Les premières images de l’explosion ont rapidement commencé à émerger, incitant certains analystes à souligner que les débris ressemblaient beaucoup à une fusée S-300, faisant partie d’un système de défense antimissile de l’ère soviétique que Kiev continue d’utiliser aujourd’hui.

Mais à 14 heures, alors qu’il commençait à devenir clair que la Russie était un coupable improbable, AP News a publié une histoire d’une phrase et d’une source qui s’avérerait remarquablement conséquente : « Un haut responsable du renseignement américain dit que des missiles russes sont entrés en Pologne, membre de l’OTAN, tuant deux personnes. »

En quelques minutes, d’éminentes personnalités des médias avaient déjà commencé à appeler l’OTAN à invoquer l’article V, qui oblige les États membres à se réunir pour déterminer une réponse collective chaque fois que l’un d’entre eux est attaqué. (Il convient de noter que, contrairement à la croyance populaire, l’article V ne prescrit pas une réponse rapide, et le Congrès devrait probablement approuver une telle décision.)

À 14h10, Nika Melkozerova, une journaliste ukrainienne très suivie en Occident, a tweeté « So.. Article 5? » Melkozerova a adouci son commentaire 20 minutes plus tard, appelant les parties concernées à « attendre les informations officielles ».

Mais Lesia Vasylenko, membre du parlement ukrainien, n’avait pas ce scrupule. Le législateur a simplement tweeté la phrase « Article 5 » à 14h29, ajoutant plus tard que le président russe Vladimir Poutine « testait les limites » avec les frappes et que « réaction = apaisement ».

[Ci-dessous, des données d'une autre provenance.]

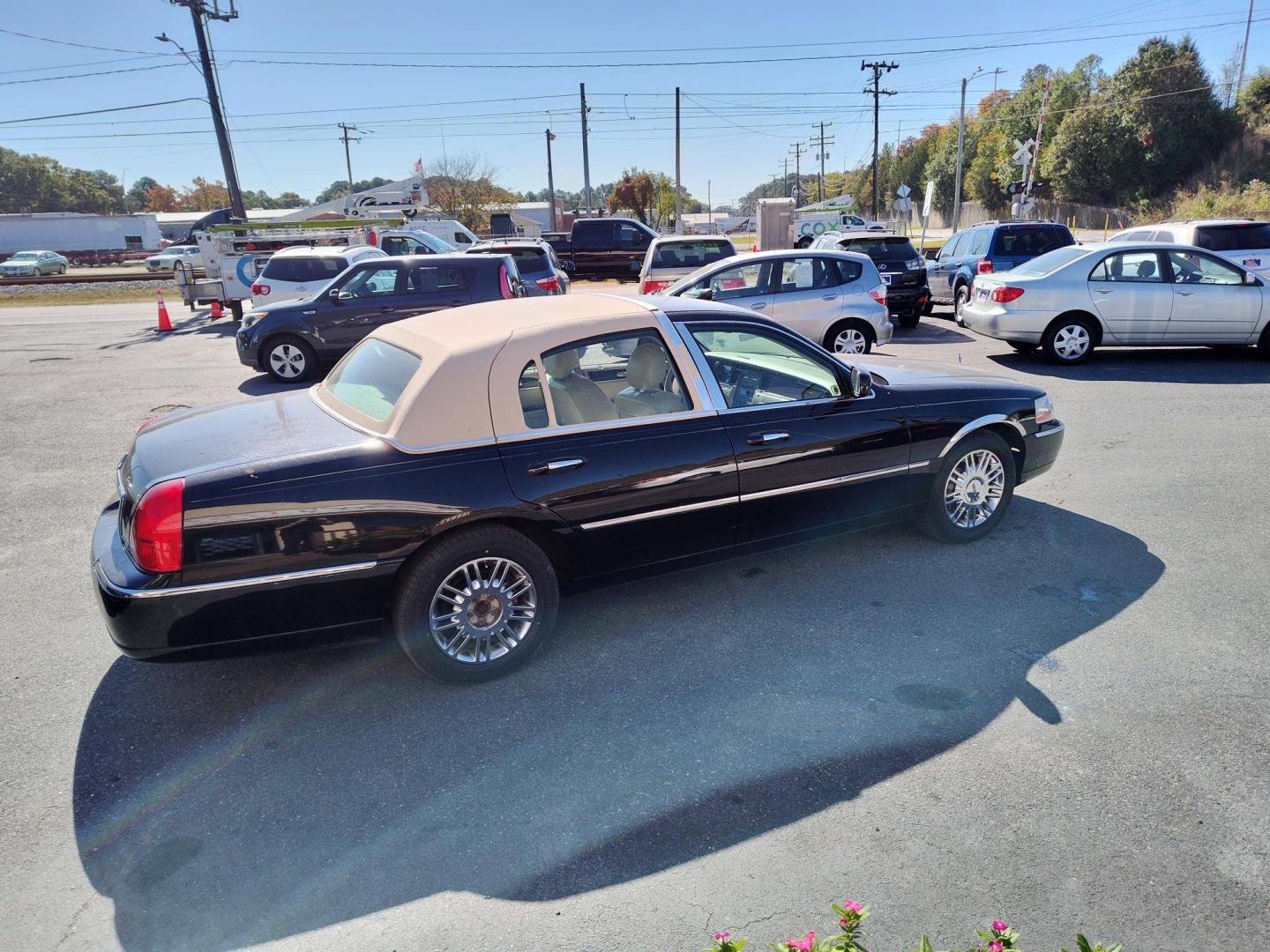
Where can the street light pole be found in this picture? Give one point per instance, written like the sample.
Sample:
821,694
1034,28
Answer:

Paul Massaro, un éminent partisan américain de l’Ukraine et membre de la Commission américaine d’Helsinki, a déclaré à peu près au même moment que le « terrorisme russe » avait atteint la Pologne, ajoutant peu de temps après qu’il était « difficile de croire qu’il s’agissait d’un accident ».

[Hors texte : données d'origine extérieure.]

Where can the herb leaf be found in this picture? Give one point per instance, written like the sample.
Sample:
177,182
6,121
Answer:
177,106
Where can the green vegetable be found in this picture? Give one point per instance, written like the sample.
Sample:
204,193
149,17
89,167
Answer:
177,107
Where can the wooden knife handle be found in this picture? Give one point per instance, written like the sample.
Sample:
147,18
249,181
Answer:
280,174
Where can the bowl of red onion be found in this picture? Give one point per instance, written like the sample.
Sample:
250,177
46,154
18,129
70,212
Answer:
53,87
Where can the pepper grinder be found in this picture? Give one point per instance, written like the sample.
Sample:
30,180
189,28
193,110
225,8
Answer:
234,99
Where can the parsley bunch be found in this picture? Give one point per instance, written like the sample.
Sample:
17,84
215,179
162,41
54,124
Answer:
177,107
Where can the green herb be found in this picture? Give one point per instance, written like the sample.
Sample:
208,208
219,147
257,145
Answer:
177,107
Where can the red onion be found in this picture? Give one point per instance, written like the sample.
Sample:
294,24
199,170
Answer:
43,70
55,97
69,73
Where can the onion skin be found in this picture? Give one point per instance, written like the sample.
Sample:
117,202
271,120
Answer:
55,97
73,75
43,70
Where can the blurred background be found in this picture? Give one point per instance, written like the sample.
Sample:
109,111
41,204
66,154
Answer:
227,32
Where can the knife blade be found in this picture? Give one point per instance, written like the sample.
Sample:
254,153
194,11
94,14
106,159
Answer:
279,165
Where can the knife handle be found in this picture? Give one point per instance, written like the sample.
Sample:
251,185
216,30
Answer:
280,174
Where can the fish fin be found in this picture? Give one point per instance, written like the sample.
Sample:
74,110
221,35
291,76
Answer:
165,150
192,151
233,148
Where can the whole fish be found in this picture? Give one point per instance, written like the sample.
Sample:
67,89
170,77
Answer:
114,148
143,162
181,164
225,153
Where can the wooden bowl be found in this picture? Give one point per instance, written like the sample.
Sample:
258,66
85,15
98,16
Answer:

Certains dirigeants de l’OTAN ont semblé suivre les traces de Massaro et Vasylenko. « Très préoccupé par le largage de missiles russes en Pologne », a tweeté le ministre slovaque de la Défense Jaroslav Nad à 14h46. « Sera en contact étroit avec [les alliés de l’OTAN] pour coordonner [une] réponse. »

Un « diplomate européen de haut rang » a fait écho à Nad dans un article de Politico, affirmant qu’il était « épouvantable de voir un régime désespéré attaquer les infrastructures critiques de l’Ukraine et frapper le territoire allié avec des victimes ». (Le diplomate a fait remarquer que l’auteur de l’attaque n’était pas encore confirmé.)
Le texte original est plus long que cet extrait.